Enfin, l’économie brésilienne n’échappera pas à un ralentissement en 2023, après deux années d’une croissance supérieure à 2 %. « En 2022, la croissance a surpris : BNP Paribas attendait une croissance nulle, elle devrait s’établir à 3 % en définitive, prévient Gustavo Arruda. En 2023, il semble difficile d’anticiper une croissance forte, compte tenu du niveau actuel des taux et du contexte international, notamment les perspectives de récession aux Etats-Unis et en Europe, et les conséquences du conflit en Ukraine. Nous estimons donc la croissance à 0,5 %. » Un effondrement des prix des matières premières et la survenue de tensions sociales, qui sont les principaux risques identifiés par le FMI pour 2023, auraient un effet négatif sur les perspectives de croissance.

« Lula hérite d’une économie qui n’est pas en mauvaise posture, avec deux années consécutives de surplus primaire, un petit excédent extérieur, des taux d’intérêt réels positifs et un PIB qui va croître d’environ 3 % en 2022. Certes, la politique fiscale doit être traitée prudemment mais les perspectives ne sont pas mauvaises, surtout si on les compare à d’autres pays émergents de la zone », pondère Samy Chaar. Le Brésil a ainsi attiré des investissements directs étrangers (IDE) en hausse de 78 % à 50 milliards de dollars en 2021, selon la Conférence des Nations unies sur le commerce et le développement (Cnuced). L’excédent budgétaire primaire devrait atteindre 1 % du PIB pour 2022, un record depuis 2013, selon Fitch Ratings. Mais le pays devrait renouer avec un déficit de 1 % dès 2023, en raison notamment du coût du prolongement des mesures sociales (Auxilio Brasil) annoncées par Lula.

Le retour du Brésil dans les grandes négociations internationales, à commencer par la COP 27, où Lula devrait faire une apparition, est interprété favorablement par les marchés (lire ‘La parole à…’). Dans ses prévisions pour la zone publiées le 7 novembre, l’Organisation de coopération et de développement économiques (OCDE) rappelle que 60 % de la forêt primaire mondiale se situe sur le territoire brésilien, et qu’un réchauffement des températures de 2,5°C coûterait entre 1,5 et 5 points de PIB d’ici à 2050.

Lula a également fait part de son intention de ratifier dans les six mois le traité de libre-échange entre l’Union européenne et les pays du Mercosur.

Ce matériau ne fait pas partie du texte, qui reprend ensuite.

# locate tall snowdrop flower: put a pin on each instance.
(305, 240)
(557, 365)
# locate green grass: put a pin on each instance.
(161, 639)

Les discussions sont au point d’arrêt depuis 2019 en raison de problèmes relatifs à la protection commerciale et à l’environnement soulevés par certains Etats membres de l’Union européenne, dont la France. Du côté européen, les signaux sont encourageants. « J’ai hâte de travailler avec vous pour relever les défis mondiaux urgents, de la sécurité alimentaire au commerce et au changement climatique », a tweeté la présidente de la Commission européenne, Ursula von der Leyen, dès le lendemain de l’élection. « Une forme de continuité politique avec l’administration Bolsonaro, mais avec un dirigeant qui est moins polarisant sur le plan international, peut être considérée comme positive pour le Brésil », analyse Samy Chaar. La nomination du futur ministre de l’Econome permettra aux investisseurs d’apprécier la ligne politique de la prochaine administration et sa volonté de préserver une relative orthodoxie budgétaire.